It's been a long time since I posted anything in this blog. I can now face my blog. Not long ago, I couldn't really face anything, but now I am back in the saddle. What happened? Right after my last post....right after Christmas....our lives became very, very difficult. Some things are just personal and non-shareable. Others I will share The biggest struggle we had was Travis lost his job...two days after Christmas. I felt panic, but Travis felt peace. He told me not to worry...he would get a job...but he felt it would take a little while, but once he got it, it would be the job that he called his career. For three and a half months there were no interviews, no call backs. It was fun having daddy home with us all the time, but super stressful as well. Every day that Travis was home was a day we had no income. We survived on my student loan, tax return, cashing out retirement, selling a bike, returning clothes bought....pretty much anything we could do to survive. In the middle of it all, I got pneumonia, Connor got double ear infections everyone got colds. (And no insurance)
Needless to say, we had a very rough start to the year. But.......we prayed....we prayed very hard. Who ever could make it to church, went to church and we prayed and prayed. I begged the Lord for solutions and help. The message I constantly received was, "In my own time and my own way. Be patient." I cried and prayed some more and waited.
One day Travis said, "I applied to the funeral people again. I keep thinking about them. I keep remembering my experiences in dealing with the people when Kim died. I feel like it's something I'd like to do. To help people." (Kim was Travis's sister that died of brain cancer in 1997)
I told him if he felt that strongly, then he needed to be more forward. Don't just fill out an online application, call them. I told him he needed to actually meet people face to face and let them see that he is more than just another applicant. He's good at conversation. He needed to talk to someone. So Travis sent an email to the local funeral home that was listed with the job opening. (The application was with the corporation) Fifteen minutes later, Travis got a phone call. He spoke to the sales manager, Renee. She scheduled an interview and asked him to fax her his resume.
A couple of days later, Travis met with Renee. After talking to him for a while she told him, "You know, looking at your resume and seeing that most of your experience was retail, I really thought you were not going to be a good fit, but I met with you as a formality and was fully prepared to tell you thanks, but no thanks. Now!....after talking to you and seeing what kind of person you are....you are going to be my rock star!"

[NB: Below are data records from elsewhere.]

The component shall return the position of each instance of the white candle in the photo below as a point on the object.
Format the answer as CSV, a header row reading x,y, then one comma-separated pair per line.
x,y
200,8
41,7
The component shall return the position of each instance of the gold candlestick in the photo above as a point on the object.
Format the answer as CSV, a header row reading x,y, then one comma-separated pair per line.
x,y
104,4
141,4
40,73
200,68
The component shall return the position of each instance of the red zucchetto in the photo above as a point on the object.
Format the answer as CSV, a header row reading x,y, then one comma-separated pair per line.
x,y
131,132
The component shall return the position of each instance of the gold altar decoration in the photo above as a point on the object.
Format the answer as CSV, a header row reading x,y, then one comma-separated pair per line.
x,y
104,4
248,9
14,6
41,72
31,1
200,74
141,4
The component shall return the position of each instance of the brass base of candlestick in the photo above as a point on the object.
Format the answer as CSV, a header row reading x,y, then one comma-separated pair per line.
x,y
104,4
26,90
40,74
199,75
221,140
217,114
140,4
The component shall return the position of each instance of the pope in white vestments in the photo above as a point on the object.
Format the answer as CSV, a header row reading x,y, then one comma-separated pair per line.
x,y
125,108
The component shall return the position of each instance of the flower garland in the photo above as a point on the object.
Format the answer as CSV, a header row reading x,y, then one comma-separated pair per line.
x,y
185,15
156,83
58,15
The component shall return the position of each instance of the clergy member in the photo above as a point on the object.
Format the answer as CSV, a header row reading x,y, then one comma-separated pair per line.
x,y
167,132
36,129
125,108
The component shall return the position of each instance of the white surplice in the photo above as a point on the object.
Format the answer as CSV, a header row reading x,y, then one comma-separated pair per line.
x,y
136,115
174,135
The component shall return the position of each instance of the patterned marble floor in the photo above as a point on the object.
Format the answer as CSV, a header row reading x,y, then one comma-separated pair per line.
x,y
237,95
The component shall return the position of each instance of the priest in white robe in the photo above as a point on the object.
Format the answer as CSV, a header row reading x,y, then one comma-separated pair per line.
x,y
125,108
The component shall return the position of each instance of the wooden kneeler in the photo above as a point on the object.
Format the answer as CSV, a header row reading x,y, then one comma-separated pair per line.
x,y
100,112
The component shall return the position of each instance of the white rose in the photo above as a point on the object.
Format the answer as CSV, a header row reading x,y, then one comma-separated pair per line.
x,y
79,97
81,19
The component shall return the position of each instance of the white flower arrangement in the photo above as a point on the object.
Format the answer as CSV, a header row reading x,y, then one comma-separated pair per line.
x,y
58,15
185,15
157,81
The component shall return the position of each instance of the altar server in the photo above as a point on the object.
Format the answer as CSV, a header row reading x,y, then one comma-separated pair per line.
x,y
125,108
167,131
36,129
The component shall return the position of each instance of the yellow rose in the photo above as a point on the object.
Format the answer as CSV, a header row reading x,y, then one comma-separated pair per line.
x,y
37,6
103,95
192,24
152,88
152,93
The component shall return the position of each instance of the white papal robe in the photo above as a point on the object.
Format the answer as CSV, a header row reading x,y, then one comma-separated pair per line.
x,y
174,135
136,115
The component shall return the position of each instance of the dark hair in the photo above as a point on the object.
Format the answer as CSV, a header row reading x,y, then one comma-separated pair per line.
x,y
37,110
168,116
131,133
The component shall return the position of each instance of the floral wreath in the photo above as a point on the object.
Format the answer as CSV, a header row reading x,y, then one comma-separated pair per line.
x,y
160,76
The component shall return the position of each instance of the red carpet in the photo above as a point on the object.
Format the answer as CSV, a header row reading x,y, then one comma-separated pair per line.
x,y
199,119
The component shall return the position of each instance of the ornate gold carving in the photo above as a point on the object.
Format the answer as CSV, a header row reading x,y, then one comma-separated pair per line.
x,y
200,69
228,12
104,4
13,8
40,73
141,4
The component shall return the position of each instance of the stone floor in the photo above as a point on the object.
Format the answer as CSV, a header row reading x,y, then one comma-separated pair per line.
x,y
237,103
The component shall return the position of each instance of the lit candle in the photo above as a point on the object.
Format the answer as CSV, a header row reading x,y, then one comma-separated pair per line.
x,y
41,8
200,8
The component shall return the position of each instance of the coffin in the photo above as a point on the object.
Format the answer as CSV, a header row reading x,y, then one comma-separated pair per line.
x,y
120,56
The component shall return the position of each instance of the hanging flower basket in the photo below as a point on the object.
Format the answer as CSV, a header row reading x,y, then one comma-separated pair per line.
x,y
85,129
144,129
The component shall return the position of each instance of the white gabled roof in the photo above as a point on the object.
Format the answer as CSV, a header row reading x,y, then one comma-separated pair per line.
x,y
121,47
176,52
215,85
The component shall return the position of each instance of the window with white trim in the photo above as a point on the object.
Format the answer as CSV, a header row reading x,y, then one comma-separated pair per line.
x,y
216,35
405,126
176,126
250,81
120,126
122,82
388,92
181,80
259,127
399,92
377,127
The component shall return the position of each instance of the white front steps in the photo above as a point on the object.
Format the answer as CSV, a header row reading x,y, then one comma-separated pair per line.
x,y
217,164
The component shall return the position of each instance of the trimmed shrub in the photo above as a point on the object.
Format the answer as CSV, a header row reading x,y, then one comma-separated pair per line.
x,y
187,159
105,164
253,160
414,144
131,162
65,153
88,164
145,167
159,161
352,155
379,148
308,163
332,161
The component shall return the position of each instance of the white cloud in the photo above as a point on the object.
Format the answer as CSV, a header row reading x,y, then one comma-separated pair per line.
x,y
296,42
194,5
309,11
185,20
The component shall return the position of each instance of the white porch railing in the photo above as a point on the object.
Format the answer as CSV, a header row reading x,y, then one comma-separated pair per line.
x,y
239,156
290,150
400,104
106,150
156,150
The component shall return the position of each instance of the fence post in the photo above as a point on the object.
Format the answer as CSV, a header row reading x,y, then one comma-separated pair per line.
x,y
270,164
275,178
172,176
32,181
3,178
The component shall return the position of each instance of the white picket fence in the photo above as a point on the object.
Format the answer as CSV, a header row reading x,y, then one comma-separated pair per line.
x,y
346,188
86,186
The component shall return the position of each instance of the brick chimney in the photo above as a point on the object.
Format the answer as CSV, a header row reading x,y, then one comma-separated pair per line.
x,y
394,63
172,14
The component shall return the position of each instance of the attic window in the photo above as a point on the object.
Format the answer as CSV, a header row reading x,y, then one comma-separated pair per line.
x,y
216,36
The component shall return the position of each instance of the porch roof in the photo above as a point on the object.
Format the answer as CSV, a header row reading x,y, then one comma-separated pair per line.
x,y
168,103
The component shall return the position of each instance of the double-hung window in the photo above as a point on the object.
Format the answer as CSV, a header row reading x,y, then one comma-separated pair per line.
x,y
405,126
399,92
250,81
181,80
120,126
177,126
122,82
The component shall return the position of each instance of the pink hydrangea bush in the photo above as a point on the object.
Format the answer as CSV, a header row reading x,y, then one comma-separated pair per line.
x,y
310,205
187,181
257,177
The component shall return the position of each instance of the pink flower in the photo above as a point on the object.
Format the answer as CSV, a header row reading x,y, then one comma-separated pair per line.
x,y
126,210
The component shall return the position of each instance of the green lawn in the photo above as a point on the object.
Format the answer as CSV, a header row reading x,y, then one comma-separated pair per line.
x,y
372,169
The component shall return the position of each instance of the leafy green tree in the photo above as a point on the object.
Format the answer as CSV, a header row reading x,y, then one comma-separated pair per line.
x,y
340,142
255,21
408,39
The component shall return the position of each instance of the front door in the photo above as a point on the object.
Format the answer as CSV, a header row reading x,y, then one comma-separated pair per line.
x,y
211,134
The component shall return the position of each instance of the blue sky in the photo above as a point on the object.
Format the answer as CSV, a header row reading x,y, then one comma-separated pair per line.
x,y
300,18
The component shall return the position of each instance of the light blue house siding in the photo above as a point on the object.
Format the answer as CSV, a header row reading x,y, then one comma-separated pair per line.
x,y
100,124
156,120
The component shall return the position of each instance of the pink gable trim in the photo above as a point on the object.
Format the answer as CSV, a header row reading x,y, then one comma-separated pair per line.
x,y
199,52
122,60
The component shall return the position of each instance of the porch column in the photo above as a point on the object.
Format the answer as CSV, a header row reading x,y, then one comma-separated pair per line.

I actually was given the chance to say I told you so! Renee had Travis meet her boss, then he had to do three background checks, a drug test and take (and pass) the state life insurance exam. (All of which came out of our empty pockets...which we will be reimbursed soon...but it was just one more obstacle)
Eleven days ago, Travis officially started working for Dignity Memorial. His office is at the Sequim Valley Funeral Chapel. He is a Family Service Advisor. He will be selling pre-need plans to people and helping with funerals etc. He has already delivered ashes to a memorial service and sat in with grieving families planning the funerals for their loved ones. It sounds like a depressing job, but it feels right. After all of those very difficult days of worry....we now feel peace. It is a good job. He has a great boss. There is a potential for making a very good living. There is a light at the end of the tunnel...and my favorite little decorative doohickey, that says "prayer changes things"...it was right!